On April 27, 2016, at the Donwahi Foundation for contemporary art in Abidjan, 54 works of art by contemporary African artists, one from each African country, presented work inspired by a single theme: “The Illuminated Africa”. According to African Artists for Development—creators of the exhibit—these works of art, which include photography, painting, calligraphy, video art, sculpture and performance art, more than exhibiting the diversity and richness of contemporary African art, declare the artist’s confidence that “the 21st century will be the century of the African continent”.
From the 54 works exhibited, here are ten we’ve specially selected:
Cape Verde | Tchale Figueira
Born, in 1953, in São Vicente, Tchalé Figueira moved to Switzerland in 1974 to study at the Basel School of Design. He returned to Mindelo, his hometown, in 1995. He is a multidisciplinary artist who expresses himself through painting and drawing, and also through music, writing and poetry. His work is a skillful mixture of the real world and a dream world, between observation and imagination.
Djibouti | Maan Youssouf Ahmed
Maan Youssouf Ahmed is a video producer and photographer born in 1958 in Djibouti, where she currently lives and works. She looks to create a bridge between the spectator and her own vision of Djibouti, especially through her photographs and her documentary films.
Eritrea | Ermias Ekube
Ermias Ekube is an Eritrean painter, sculptor, engraver and poet, who currently lives and works in Västervik, Sweden. After completing his studies at the Addis Ababa University School of Fine Arts and Design, he began experimenting with different techniques in painting and 3D work. Currently, he is focused on realist portraiture. He is particularly interested in capturing the suffering and strength that certain African faces can express.
Gabon | Nathalie Angueszomo MBA Bikoro
Born in 1985, Nathalie Anguezomo Mba Bikoro is a French-Gabonese multidisciplinary artist. She studied Fine Arts in Gabon and in England before receiving her Master’s degree in Political Philosophy at the University of Greenwich, in London, in 2008, and a PhD in Philosophy, Art and Postcolonial African Studies from the University of Greenwich and Humboldt University, in Berlin in 2013. Her work is a synthesis of collaborative engagements focused on the dialogue within the international community, the body politic and development on the continents, while focusing on the theme of the decolonization of history.
Kenya | Cyrus Kabiru
Cyrus Kabiru was born in Nairobi in 1984, where he still lives and works. He is a multidisciplinary self-taught visual artist. His work oscillates between painting and sculpture, which he creates using rubbish and objects found in the streets of Nairobi.

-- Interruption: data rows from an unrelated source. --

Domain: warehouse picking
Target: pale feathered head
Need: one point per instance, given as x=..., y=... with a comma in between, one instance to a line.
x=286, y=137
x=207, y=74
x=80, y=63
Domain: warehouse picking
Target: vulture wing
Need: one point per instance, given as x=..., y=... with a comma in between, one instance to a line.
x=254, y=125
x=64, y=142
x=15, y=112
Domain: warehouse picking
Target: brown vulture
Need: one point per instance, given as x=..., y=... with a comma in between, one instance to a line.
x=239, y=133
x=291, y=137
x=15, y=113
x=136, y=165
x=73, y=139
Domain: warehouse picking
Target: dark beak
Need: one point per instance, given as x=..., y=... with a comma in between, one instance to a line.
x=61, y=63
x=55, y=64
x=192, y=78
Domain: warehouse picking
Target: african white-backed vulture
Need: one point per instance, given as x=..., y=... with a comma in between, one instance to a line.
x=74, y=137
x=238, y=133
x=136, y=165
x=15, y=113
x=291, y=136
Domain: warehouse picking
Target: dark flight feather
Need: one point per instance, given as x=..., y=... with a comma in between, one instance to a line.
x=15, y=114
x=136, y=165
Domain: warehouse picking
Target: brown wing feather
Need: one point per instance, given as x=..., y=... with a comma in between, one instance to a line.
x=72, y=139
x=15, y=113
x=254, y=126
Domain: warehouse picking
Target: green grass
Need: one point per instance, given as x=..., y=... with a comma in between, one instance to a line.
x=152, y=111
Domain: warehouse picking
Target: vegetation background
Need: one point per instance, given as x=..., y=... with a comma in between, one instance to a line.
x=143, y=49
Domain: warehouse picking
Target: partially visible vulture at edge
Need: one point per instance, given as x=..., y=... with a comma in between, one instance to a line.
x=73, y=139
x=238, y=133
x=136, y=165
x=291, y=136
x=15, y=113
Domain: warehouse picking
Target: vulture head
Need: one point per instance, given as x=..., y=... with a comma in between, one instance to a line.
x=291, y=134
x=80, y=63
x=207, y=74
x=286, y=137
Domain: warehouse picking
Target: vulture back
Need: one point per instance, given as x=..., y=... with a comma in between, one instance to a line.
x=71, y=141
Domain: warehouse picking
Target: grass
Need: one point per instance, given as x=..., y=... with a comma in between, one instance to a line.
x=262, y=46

Kabiru pushes the boundaries of sculpture, design, painting and photography.
Libya | Naziha Arebi
Naziha Arebi was born in 1984 to a Libyan father and English mother. She grew up in Hastings, United Kingdom. Trained in the world of theater, which she focused on during her first few years of higher education studies, she choose to specialise in video art during her Master’s degree at the Central Saint Martins College of Art and Design. Current events, scenes from daily life in Libya, the local cultural habits and rituals become the main source of her creations. Her approach is both aesthetic and documentary.

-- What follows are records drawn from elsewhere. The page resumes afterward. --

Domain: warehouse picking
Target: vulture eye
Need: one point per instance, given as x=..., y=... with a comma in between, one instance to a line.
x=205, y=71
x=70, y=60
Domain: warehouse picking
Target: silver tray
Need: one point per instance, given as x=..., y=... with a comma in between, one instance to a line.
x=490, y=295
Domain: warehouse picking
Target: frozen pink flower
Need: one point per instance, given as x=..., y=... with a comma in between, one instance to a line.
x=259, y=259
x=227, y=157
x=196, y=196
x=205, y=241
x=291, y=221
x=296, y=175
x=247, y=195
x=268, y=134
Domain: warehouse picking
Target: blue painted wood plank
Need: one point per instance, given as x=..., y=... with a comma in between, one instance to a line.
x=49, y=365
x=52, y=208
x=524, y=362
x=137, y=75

Madagascar | Malala Andrialavidrazana
Malala Andrialavidrazana was born in 1971, in Madagascar. Since the early 1980s Malala Andrialavidrazana has lived and worked in France. She graduated from the School of Architecture of Paris-La Villette, in 1996, and gradually oriented herself towards photography, using the multiple possibilities offered by this medium. She explores the links between architecture, contemporary art and anthropology, while calling into question, among other things, the city and its social structure.
Mauritania | Amy Sow
Born in 1977, in Nouakchott, Mauritania. Amy Sow is a self-taught visual artist, whose work oscillates between figuration and abstraction. She expresses herself through various mediums, which include calligraphy and photography; she also favors acrylic painting, which offers her limitless freedom. Amy Sow is an artist engaged in women’s rights issues, concentrating on themes relating to the lived experiences of African women.
Niger | Ibrahim Chahamata
Born in 1967, Ibrahim Chahamata is a Tuareg painter from the town of Agadez, at the gates of the Sahara. As a child, he worked with embroidery and made shop signs. The works of Ibrahim Chahamata are the results of a personal reinterpretation of ancestral Tuareg and Islamic art. A multitude of symbols, signs, geometric and symmetric forms mix to create a code, filled with a spirituality and mysticism, unique to the artist.

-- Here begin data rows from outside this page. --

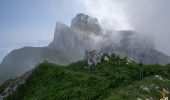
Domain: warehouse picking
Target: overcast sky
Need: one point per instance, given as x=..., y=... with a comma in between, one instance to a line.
x=32, y=22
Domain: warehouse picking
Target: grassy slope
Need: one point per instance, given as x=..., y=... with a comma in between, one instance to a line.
x=111, y=80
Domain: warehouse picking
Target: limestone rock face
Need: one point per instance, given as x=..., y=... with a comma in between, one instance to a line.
x=86, y=23
x=93, y=57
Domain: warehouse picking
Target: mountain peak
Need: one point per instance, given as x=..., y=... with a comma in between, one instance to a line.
x=86, y=23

Sao Tomé and Principe | René Tavares
Born in Sao Tomé and Principe in 1983, René Tavares is a multidisciplinary artist with a degree from the National Fine Arts School of Dakar, Senegal. In 2008, he received a scholarship to attend the School of Fine Arts of Rennes, he also completed the photography course of the ARC/Rennes. He lives and works between Sao Tomé and Lisbon. His work reflects upon his own experience of displacement and modern resettlement within the postcolonial context.